Auch wenn es ein paar Ausreißer gab, ist das Spielniveau der Mannschaften in der Breite gestiegen. Positive Überraschungen lieferten einige WM-Neulinge und Exoten. Doch so richtig los geht die WM nun mit dem Achtelfinale.

Die wichtigsten Aspekte der Vorrunde im Fokus

KUNSTRASEN: Die Vorbehalte gegen die erste Fußball-WM auf Kunstrasen waren groß, die Diskussionen im Vorfeld heftig. Gemessen daran, sind die Spiele auf dem nach wie vor ungeliebten und problematischen Geläuf fast geräuschlos verlaufen. Allerdings gab es viele Beschwerden über eine unzureichende Bewässerung und zu viel Granulat oder Sand auf den Plätzen. In manchen Spielen wurde so das Spieltempo extrem verlangsamt. Schwere Verletzungen gab es kaum, dennoch bleibt es dabei: Ein solches Turnier mit vielen Spielen in kurzer Zeit ist eine extreme Belastung für die Akteurinnen und eine Herausforderung für Trainer und medizinische Abteilungen. Langzeitfolgen sind noch nicht absehbar. Glücklich über den Kunstrasen ist niemand. Weil die FIFA aber keine Alternative zuließ, fand man sich damit ab. Pluspunkte konnte das künstliche Geläufe außer bei der FIFA sicherlich nirgendwo sammeln.
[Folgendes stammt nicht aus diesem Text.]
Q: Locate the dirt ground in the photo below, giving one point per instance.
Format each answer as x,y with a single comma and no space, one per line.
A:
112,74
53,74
STIMMUNG: Viele Menschen in den sechs Spielorten interessieren sich für die WM. Doch ein Frauenfußball-Hype in Kanada ist nicht auszumachen, auch wenn die WM im TV stark präsent ist und mit vielen Stars geworben wird. Für die bunt bemalten, meist jüngeren weiblichen Fans aus allen Ländern ist die WM ein absolutes Highlight, das sie genießen. Die Stimmung in den gut gefüllten Stadien ist von Fairness und familiärem Miteinander geprägt. Richtig laut wird es aber nur, wenn Gastgeber Kanada oder die USA spielen. Dann gibt es Kreischalarm!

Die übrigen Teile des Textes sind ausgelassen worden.